Time for a Pre-16 Skills Plan?
Blog posted by: Andrew Gladstone-Heighton, Policy Leader, Wednesday 20 September 2017.
Just over a year ago, the government released its Post-16 Skills Plan. In the introduction of the plan, the then Skills Minister, Nick Boles wrote: “Reforming the skills system is one of the most important challenges we face as a country. Getting it right is crucial to our future prosperity, and to the life chances of millions of people”. This statement now rings truer than ever as we look towards a future outside of the EU and the potential skills shortages that it may bring with it.
However, the plan also sets out their ambition “that every young person, after an excellent grounding in the core academic subjects and a broad and balanced curriculum to age 16, is presented with two choices: the academic or the technical option.”

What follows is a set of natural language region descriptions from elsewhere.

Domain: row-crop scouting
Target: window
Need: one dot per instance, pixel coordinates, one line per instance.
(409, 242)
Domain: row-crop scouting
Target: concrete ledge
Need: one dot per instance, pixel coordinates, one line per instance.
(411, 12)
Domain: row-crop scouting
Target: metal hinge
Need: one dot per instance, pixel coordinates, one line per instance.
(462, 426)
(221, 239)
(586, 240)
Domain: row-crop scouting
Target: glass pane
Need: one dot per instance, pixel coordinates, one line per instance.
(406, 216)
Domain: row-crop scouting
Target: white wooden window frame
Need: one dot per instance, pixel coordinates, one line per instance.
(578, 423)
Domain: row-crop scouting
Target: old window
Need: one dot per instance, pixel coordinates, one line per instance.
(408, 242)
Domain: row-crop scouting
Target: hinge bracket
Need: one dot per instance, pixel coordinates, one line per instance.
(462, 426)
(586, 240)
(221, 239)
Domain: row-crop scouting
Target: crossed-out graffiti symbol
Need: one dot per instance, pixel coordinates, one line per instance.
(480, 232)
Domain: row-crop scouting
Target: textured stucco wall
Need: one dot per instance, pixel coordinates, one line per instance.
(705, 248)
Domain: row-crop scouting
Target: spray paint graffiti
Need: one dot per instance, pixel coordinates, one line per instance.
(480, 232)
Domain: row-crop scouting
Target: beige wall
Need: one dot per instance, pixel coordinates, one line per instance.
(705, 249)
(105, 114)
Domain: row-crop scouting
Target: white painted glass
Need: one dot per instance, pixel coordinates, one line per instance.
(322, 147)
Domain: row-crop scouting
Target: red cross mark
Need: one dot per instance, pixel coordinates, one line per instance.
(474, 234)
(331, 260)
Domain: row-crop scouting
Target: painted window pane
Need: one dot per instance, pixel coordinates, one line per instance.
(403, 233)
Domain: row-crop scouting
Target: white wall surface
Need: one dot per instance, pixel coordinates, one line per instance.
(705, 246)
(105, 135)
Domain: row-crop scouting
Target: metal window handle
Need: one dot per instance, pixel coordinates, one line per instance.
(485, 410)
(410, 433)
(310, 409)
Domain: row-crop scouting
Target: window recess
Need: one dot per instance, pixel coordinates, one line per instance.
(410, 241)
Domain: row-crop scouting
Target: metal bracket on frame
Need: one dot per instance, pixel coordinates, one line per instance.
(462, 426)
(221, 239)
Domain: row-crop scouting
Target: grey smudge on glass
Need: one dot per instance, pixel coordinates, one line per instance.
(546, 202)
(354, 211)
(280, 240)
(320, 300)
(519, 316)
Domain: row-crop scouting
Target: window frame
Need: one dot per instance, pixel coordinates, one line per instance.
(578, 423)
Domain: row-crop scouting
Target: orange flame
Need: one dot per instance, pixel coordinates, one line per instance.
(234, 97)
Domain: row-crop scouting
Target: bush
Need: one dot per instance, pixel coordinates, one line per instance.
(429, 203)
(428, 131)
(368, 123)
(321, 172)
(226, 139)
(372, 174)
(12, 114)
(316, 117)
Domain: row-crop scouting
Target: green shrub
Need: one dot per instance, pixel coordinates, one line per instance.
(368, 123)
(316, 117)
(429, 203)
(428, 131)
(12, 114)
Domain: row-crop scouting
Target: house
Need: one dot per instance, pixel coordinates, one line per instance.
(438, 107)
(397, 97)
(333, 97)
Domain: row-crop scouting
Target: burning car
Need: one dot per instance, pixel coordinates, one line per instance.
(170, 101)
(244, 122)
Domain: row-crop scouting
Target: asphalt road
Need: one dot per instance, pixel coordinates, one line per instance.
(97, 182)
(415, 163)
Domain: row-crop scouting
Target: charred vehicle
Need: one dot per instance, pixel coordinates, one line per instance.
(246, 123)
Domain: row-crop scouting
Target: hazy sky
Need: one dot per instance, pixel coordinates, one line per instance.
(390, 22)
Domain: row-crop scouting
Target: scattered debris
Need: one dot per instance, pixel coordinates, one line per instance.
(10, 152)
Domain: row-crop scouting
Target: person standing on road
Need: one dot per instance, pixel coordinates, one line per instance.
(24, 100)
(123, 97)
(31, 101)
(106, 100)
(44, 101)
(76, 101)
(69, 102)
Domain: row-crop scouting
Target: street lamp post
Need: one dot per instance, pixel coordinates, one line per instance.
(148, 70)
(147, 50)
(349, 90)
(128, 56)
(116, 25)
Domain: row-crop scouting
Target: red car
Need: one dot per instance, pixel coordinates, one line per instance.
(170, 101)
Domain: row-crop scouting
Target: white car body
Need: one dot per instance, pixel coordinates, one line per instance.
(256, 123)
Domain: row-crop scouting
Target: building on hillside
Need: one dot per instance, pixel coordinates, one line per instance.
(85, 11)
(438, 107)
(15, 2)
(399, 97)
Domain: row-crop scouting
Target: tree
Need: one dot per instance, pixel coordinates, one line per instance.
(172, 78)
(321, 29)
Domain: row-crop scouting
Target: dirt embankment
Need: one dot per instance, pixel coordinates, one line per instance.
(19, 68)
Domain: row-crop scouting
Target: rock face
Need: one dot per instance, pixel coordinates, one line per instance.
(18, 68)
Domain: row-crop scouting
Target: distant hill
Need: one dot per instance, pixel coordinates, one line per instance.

My counter to this would be - why the focus on academia pre-16? With attention looming on the implementation of the plan, on which parts of the future economy could be hinged post-Brexit, surely a more joined up approach would make sense? At the age of 16, it’s highly likely that a pupil who is disengaged with academia is also disengaged with education entirely. Having never been introduced to a viable alternative until it is arguably too late, schools and learning providers face an uphill struggle to reengage those pupils. We’re doing a possible disservice to those pupils to whom a fully academic curriculum may not be suitable - this being apparent long before the age of 16.
Many high quality technical options currently exist for pre-16 learners, aligned to but not duplicating GCSE provision, and providing an occupational grounding in areas from Music Technology to Business and Enterprise. More important still, technical education provides the introduction for life and work as often they are linked with tangible and plausible career paths beyond the classroom. In the paper, “Overlooked and Left Behind”, the Select Committee on Social Mobility found that the transition from school to work needs to be improved and this is made more difficult if not addressed early on. Nacro, a Crime Reduction Charity who contributed to the paper said that: “Failure to address vocational education needs in mainstream schools either pre-16 or during post-16 career planning demotivates individuals, reduces confidence and self-esteem and therefore makes the transition to work and further education and training difficult”. Leading to the conclusion that the delayed approach to technical education may me having adverse effects pupils’ ability to join the work place and find sustainable employment.
Technical qualifications, such as V-certs, are designed with the intention that they support pupils with rounded technical skills needed for a range of professions. However, due to the disjointed nature of technical education reform, the criteria these qualifications need to meet is not directly aligned with the Post-16 Skills Plan, and it seems that the Department for Education (DfE) has yet to realise this.
The attitudes towards technical education or alternative qualifications are entrenched. Poorly understood or overlooked by employers, we also see that each year the DfE approve a more limited number of these qualifications, using increasingly more stringent criteria. This makes it difficult for curriculum planning for schools, as well as the qualifications not being comparable year on year. This is another disservice to the pupils who are lumbered with traditional academic ‘fail-safes’ chosen by time-strapped schools due to their automatic approval on performance tables. The sad fact is, they could already be sure to fail when there is an alternative out there for them.
So let’s call on the Department for Education to look at the wider picture, and agree on a fixed (or at least medium-term) set of criteria for Technical Awards that allows for a joined-up curriculum that supports young people into careers that engage them. Let’s give those pupils the best chance, which in turn will give the best chance to the Post-16 Skills Plan, upon which so much hangs in the balance. Let’s introduce real and meaningful choices to pupils before we lose them to disheartenment after years of testing rather than equipping them with practical and transferrable skills for the future.